Against this background the White Paper looks increasingly nebulous, overshadowed even by the grim prospect of 'design performance indicators' to make the return to nineteenth century-style double density urban living at least look alright, even if it sounds like a 24-hour nightmare. Asked what these indicators would indicate, a man from the Construction Industry Council (CIC) said that they would 'raise awareness among clients of the things that really matter'. Since raising awareness is a highly profitable business, this probably means that the CIC too is itching for a showdown at wrong stone portico pass.
How trivial such matters are beginning to seem!

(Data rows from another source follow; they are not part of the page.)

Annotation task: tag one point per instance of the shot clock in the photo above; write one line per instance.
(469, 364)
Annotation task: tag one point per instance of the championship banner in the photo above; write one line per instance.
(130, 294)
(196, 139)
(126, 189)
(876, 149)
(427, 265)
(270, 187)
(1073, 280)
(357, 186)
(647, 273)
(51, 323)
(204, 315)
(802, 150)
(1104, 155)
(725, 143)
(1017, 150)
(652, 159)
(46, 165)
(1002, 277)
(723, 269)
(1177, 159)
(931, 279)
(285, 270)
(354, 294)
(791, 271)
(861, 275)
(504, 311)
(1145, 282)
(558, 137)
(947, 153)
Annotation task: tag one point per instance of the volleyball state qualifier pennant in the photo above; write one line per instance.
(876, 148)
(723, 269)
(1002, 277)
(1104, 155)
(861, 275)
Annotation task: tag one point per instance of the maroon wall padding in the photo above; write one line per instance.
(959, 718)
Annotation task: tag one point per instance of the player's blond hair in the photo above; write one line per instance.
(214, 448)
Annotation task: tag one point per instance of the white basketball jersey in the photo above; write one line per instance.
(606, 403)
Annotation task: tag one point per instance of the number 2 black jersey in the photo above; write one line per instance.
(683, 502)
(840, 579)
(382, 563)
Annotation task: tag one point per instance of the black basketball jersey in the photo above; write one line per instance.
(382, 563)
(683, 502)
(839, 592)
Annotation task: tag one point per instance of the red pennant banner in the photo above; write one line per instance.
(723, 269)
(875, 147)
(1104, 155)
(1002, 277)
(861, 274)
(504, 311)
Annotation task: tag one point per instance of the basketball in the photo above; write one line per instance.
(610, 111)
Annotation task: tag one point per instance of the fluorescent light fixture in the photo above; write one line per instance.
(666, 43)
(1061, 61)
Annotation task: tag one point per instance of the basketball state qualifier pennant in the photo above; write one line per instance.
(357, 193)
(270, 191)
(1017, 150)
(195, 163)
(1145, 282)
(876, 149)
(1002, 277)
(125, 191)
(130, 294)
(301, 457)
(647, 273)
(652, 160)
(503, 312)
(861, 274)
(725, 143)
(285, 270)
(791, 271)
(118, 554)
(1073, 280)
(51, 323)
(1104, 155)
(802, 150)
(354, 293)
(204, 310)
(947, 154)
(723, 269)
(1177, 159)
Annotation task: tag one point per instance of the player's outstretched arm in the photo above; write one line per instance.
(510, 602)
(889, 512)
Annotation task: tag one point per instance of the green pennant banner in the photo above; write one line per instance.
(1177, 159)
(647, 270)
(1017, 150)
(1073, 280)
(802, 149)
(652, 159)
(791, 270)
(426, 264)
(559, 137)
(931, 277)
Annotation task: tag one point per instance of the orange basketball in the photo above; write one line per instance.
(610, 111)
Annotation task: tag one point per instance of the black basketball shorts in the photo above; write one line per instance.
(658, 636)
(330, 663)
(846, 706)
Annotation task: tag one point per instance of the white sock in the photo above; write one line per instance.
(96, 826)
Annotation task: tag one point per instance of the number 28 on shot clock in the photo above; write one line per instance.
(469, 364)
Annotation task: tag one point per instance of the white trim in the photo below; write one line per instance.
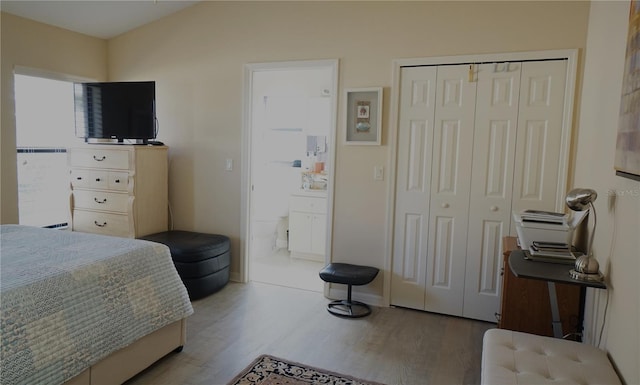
(249, 70)
(571, 55)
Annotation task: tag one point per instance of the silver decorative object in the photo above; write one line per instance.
(586, 267)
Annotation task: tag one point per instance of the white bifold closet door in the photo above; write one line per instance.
(472, 147)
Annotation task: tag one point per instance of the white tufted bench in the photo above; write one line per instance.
(511, 358)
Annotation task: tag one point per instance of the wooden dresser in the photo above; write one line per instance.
(119, 190)
(525, 303)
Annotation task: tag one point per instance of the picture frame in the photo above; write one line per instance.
(363, 116)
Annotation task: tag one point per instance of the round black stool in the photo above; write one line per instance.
(350, 275)
(202, 260)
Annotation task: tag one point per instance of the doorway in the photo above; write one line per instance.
(289, 136)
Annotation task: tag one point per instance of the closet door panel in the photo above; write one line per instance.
(491, 187)
(539, 137)
(448, 214)
(415, 140)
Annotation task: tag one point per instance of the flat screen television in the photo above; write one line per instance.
(115, 111)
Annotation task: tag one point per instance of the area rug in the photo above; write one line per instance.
(268, 370)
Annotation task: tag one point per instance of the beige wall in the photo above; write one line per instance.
(197, 57)
(45, 48)
(617, 241)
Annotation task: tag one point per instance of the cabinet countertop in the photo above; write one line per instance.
(310, 193)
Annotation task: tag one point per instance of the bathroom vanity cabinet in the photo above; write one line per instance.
(308, 225)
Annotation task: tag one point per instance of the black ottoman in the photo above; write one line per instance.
(202, 260)
(350, 275)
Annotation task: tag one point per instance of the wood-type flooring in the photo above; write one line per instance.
(232, 327)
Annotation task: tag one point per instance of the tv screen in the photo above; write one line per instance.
(115, 110)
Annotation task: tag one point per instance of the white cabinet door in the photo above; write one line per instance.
(470, 152)
(450, 184)
(432, 197)
(491, 187)
(540, 119)
(411, 222)
(318, 234)
(300, 232)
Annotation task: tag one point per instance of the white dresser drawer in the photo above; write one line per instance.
(99, 179)
(99, 158)
(101, 200)
(101, 223)
(308, 204)
(118, 180)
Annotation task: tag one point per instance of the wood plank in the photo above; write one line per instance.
(393, 345)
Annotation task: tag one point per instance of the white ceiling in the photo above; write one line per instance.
(100, 18)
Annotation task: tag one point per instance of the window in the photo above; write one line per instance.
(44, 129)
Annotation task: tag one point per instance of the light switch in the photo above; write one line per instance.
(378, 173)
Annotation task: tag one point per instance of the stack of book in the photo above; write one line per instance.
(544, 217)
(551, 252)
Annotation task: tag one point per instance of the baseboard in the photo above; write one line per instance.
(235, 277)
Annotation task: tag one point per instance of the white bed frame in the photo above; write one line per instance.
(126, 363)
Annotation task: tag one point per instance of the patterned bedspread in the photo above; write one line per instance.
(70, 299)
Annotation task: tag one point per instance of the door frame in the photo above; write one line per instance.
(571, 55)
(246, 172)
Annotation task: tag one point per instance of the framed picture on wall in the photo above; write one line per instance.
(363, 110)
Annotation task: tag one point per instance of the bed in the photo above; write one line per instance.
(81, 308)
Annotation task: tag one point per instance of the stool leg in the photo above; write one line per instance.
(348, 308)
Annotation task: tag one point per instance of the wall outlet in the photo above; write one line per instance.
(378, 173)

The truth is that the simmering fuel protest, followed by the collapse of the railway network after the Hatfield crash, followed by the desperate return to bi-modal and tri-modal travelling by people with no other means to get to work, has ushered in a national crisis no less serious than the three-day week of 1974, which also brought the country to a halt. That matter was resolved by the 'Who rules Britain?' election, the winners of which then fell foul of the Winter of Discontent and promptly went down the tubes to be succeeded by the Thatcher Years. Which were, as we now realise, a golden age compared with the Dome-plagued Cool Britannia era that European historians will call the 'Fiasco Years'.

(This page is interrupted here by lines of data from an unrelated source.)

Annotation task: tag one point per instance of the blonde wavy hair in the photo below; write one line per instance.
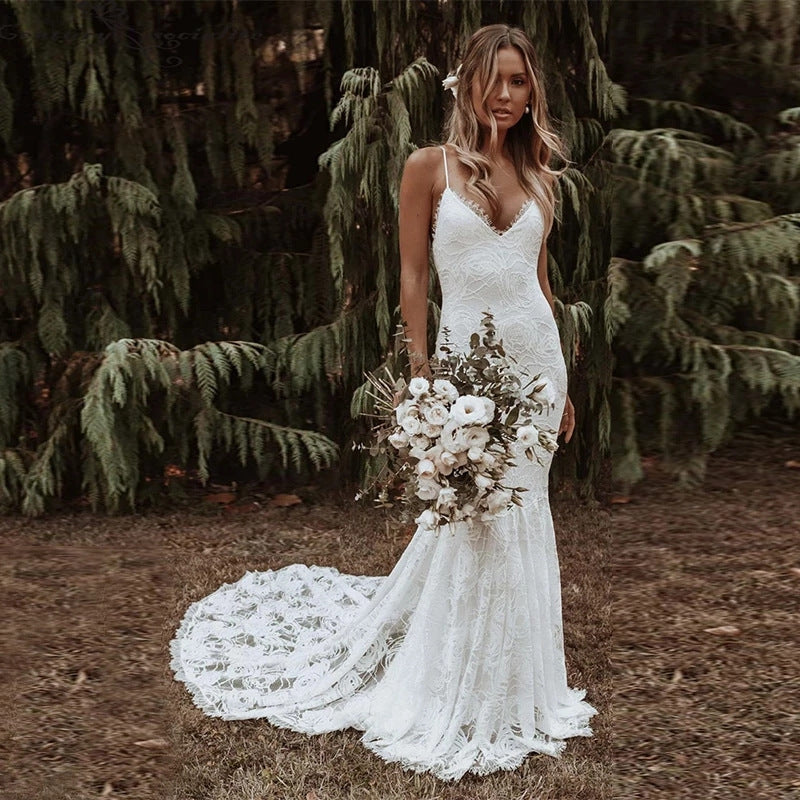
(531, 143)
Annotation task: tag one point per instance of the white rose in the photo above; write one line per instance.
(447, 497)
(431, 431)
(411, 425)
(475, 454)
(475, 436)
(468, 410)
(426, 468)
(420, 440)
(427, 489)
(445, 461)
(418, 386)
(436, 414)
(427, 519)
(402, 410)
(398, 439)
(452, 438)
(527, 435)
(483, 481)
(444, 389)
(548, 440)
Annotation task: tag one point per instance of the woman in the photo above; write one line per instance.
(454, 662)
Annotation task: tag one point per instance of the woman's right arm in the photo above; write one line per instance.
(416, 207)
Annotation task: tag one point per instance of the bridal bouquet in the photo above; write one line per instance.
(450, 440)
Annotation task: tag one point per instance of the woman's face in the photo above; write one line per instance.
(510, 93)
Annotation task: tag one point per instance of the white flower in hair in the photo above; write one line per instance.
(451, 81)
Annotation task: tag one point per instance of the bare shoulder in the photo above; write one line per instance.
(420, 168)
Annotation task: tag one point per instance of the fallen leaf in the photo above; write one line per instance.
(153, 744)
(283, 500)
(220, 497)
(723, 630)
(673, 681)
(243, 509)
(81, 678)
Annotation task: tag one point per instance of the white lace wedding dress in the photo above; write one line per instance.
(454, 662)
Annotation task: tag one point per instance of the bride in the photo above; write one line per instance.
(454, 662)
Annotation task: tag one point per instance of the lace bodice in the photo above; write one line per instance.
(482, 268)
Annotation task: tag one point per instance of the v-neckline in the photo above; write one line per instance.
(481, 214)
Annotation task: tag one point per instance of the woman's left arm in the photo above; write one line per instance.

The uniqueness of the fiasco years lies in the way that the old political remedy - sacking one lot and voting in another - no longer works. As we have observed in recent years the convergence of political parties has meant that politicians, too, are converging. Increasingly they are career parliamentarians with little or no knowledge of the world of commerce, building or transport - as was clearly illustrated by the incomprehension with which they greeted the first round of the fuel protest. Voting these people in or out is no more effective than changing light bulbs. As Lord Skidelsky once said: 'The task of the political leader is to create space for the expert.' He might have added that in a situation where there are no experts, the political leader has a very difficult task indeed.
This is certainly what we see today. Expert judgment on the operation of the rail network - until 1993 concentrated within British Rail - has been subcontracted down to the level of functional incompetence and has practically disappeared.

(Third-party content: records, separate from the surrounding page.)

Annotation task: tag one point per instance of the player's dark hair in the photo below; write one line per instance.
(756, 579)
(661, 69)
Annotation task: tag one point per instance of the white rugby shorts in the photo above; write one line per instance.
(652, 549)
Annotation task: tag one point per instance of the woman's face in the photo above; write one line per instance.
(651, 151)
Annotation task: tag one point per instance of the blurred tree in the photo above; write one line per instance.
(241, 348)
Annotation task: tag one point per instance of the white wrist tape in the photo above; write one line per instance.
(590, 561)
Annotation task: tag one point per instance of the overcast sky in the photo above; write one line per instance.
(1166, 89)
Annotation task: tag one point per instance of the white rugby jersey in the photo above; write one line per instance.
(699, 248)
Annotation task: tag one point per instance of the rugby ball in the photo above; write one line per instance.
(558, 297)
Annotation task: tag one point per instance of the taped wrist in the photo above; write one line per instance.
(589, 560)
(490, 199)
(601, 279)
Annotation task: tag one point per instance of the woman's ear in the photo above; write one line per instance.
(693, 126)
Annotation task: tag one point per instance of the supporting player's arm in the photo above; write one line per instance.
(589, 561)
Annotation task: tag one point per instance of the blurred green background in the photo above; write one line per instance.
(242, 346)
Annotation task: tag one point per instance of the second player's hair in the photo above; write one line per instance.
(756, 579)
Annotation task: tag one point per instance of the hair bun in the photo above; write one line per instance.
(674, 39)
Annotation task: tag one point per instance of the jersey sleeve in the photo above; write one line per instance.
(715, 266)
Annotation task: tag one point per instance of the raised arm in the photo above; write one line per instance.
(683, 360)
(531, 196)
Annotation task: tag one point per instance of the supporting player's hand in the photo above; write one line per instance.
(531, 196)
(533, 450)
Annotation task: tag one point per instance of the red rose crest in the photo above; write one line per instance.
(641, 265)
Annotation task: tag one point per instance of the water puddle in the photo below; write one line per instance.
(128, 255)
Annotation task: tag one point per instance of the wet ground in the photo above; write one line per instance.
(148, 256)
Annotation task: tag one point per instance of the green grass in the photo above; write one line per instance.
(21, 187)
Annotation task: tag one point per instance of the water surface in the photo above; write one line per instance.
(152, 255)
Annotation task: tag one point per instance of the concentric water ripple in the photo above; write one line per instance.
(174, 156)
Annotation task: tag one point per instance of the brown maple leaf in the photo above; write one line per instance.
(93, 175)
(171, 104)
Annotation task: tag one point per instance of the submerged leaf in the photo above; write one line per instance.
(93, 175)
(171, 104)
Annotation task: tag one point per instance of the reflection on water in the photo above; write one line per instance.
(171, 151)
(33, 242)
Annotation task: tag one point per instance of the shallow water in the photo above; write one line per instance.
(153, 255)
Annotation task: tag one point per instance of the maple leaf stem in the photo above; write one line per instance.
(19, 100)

London's Underground has been starved of resources and its management so macerated that it confronts complete collapse. The task of planning, as opposed to the game of suppressing road transport, has been allowed to fall into the hands of people so loony that they really believe pedestrianizing streets and squares, distributing speed bumps and painting bus and cycle lanes on main transport arteries is a good idea.
And so we reach our present paralysed state, governed by light bulbs, overwhelmed by centres of excellence and with as many quangos committees and subcommittees as Imperial China, trying to make sense of a bizarre combination of the horrifying and the trivial and never knowing how close to the abyss of national breakdown we may have come.